When looking at Benoit Pouliot, it’s clear that the Canadiens and Minnesota Wild did a disservice to each other. While both Guillaume Latendresse and Pouliot had tremendous junior careers, and Latendresse showed signs of brilliance when he joined the Wild, it became apparent quite quickly that both don’t have the gumption to be NHL players. One could attribute their lack of progress to their quick insertion to their NHL organizations, but those are excuses that, five years in, don’t cut the mustard.
So what’s the problem with Pouliot? With the skill set that Pouliot possesses, he has all the necessary tools to make a good NHL scorer. His size, strength, speed and shot would be attributes hundreds of guys would love to possess. However, his inability to stay on his feet, as well as his propensity to making idiotic reads in the offensive are huge issues. He is prone to giveaways when challenged by opposition players, and misses the net when more often than not. When he is at his best, Pouliot can dominate, but instead he choose to play a second rate caliber of hockey, often taking lazy and selfish penalties, which are issues that don’t endear him with his teammates.
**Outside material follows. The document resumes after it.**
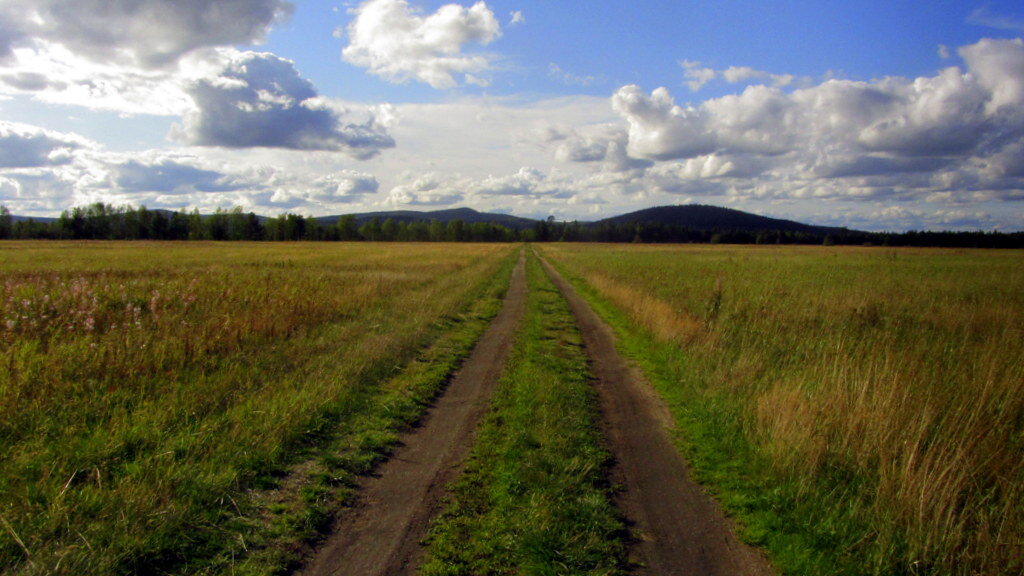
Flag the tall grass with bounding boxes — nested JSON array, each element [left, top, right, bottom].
[[541, 244, 1024, 576], [0, 241, 515, 574]]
Looking at his work ethic, it is clear that Pouliot doesn’t have the heart and determination that has become part of the identity of the Montreal Canadiens in recent years. People in this city love both their superstars and blue collar forwards, but Pouliot falls into neither of these categories. So what is he? A scorer? A power-forward? In my estimation, Benoit Pouliot looks like a player who thinks he is owed a king’s ransom for all the years of development and hard work he put into getting to the NHL level. Perhaps being the fourth overall pick in the 2005 draft, one spot ahead of Habs’ netminder Carey Price, was enough to convince him he was well on his way, and didn’t need to add anything to his repertoire to succeed. Guess again, Chicken Legs. What you’ve done is played your way off of two organizations, and perhaps even the NHL.
I can’t think of a team that would take another chance on Pouliot going forward. The Canadiens certainly shouldn’t, unless Habs’ Coach Jacques Martin can convince GM Pierre Gauthier that his summer camp whipping boy deserves another chance. High unlikely, but I’ve seen Gauthier make dumber decisions in his career as an NHL executive.
Perhaps the KHL is best suited for him, considering his Russian-like unwillingness to work hard.